Wednesday, April 20, 2022

Reported back

The Economic Development, Science and Innovation Committee has reported back on the Digital Identity Services Trust Framework Bill. The bill is one of those boring administrative ones, establishing a regulatory framework for providers of "digital identity services" - people who validate your identity online. Which normally isn't the sort of thing anyone outside that industry would bother with, except for two things: as originally drafted, the bill included a (weak) secrecy clause, and it included a very expansive immunity from legal liability. The good news is that the first is gone entirely, the committee having agreed that it was unnecessary, while the latter has had its biggest hole plugged, by ensuring that providers are still liable for breaches of the Privacy Act.

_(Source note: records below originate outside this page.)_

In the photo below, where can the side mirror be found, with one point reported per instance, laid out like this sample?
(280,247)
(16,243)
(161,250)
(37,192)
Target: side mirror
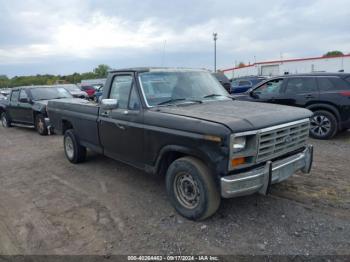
(24,100)
(254,94)
(109,104)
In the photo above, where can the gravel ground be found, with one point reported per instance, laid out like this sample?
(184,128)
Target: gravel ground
(49,206)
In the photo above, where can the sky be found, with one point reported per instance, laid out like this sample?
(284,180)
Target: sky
(67,36)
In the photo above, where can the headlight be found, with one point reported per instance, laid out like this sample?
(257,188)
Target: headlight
(239,143)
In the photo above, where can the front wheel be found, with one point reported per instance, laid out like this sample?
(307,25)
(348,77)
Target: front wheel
(40,125)
(323,125)
(75,152)
(191,188)
(5,121)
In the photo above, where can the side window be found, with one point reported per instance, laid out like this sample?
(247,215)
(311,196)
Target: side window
(347,79)
(324,84)
(270,87)
(120,90)
(14,96)
(301,85)
(134,102)
(244,83)
(23,95)
(234,83)
(338,84)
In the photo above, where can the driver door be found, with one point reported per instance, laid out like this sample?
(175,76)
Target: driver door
(24,110)
(121,129)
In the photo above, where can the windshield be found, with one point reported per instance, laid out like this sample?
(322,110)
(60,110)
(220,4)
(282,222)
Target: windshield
(46,93)
(71,87)
(180,86)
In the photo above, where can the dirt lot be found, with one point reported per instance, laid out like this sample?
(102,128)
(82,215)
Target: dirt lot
(49,206)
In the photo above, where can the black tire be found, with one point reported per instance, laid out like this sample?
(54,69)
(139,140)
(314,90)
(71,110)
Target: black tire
(5,120)
(198,178)
(324,125)
(74,152)
(40,125)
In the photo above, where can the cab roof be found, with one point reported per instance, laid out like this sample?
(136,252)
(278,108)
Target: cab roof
(157,69)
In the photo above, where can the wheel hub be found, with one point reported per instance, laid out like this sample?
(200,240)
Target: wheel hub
(186,190)
(69,147)
(320,125)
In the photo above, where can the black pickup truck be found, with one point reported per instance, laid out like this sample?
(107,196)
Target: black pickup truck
(27,106)
(182,124)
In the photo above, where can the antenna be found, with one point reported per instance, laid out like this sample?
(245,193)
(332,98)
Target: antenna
(163,53)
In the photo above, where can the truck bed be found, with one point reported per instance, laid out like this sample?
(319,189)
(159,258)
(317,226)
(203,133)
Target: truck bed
(80,114)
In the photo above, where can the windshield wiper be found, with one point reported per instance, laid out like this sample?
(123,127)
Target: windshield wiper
(214,95)
(179,99)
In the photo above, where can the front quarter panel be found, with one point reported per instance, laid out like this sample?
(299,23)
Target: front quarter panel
(167,132)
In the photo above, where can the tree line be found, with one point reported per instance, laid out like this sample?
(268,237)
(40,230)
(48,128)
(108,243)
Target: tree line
(100,71)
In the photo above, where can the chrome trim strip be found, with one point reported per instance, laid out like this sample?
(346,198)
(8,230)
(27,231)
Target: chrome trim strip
(284,125)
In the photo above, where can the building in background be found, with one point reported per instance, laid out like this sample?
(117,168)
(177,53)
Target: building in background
(93,82)
(292,66)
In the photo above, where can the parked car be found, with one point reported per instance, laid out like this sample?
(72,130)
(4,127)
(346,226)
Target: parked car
(175,122)
(74,90)
(27,106)
(89,89)
(240,85)
(5,91)
(98,93)
(326,94)
(224,81)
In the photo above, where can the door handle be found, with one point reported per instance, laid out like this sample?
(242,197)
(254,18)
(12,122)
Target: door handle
(106,114)
(120,126)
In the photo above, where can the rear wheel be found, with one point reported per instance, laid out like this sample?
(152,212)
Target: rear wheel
(40,125)
(5,121)
(323,125)
(191,188)
(75,152)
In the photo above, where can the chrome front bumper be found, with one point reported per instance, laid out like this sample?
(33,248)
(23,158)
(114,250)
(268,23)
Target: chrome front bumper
(49,126)
(260,179)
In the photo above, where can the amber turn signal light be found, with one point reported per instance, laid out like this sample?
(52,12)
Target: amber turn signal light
(238,161)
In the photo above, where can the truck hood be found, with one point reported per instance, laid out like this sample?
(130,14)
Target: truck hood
(78,93)
(239,115)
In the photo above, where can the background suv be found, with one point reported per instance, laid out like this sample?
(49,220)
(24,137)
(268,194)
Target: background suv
(326,94)
(240,85)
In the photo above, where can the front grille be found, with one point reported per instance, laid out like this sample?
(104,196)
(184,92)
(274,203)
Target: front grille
(276,142)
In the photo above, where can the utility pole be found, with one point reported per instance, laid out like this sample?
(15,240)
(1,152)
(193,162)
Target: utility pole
(215,36)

But problems remain. While leaking private information is the most likely harm caused by digital identity services, there are other harms as well. James Ting-Edwards gives some examples near the end of this article, and of course extending immunity to cover interactions and communications with users as well as the actual provision of the service means it also covers straight-up discrimination and racism by the provider, both of which would normally attract liability under the Human Rights Act. The exemption only covers "good faith" actions, and arguably racism and discrimination can never be in good faith, but it would be safer to make that explicit by stating that the Human Rights Act still applied. And hopefully the government can be convinced to fix this at the committee stage.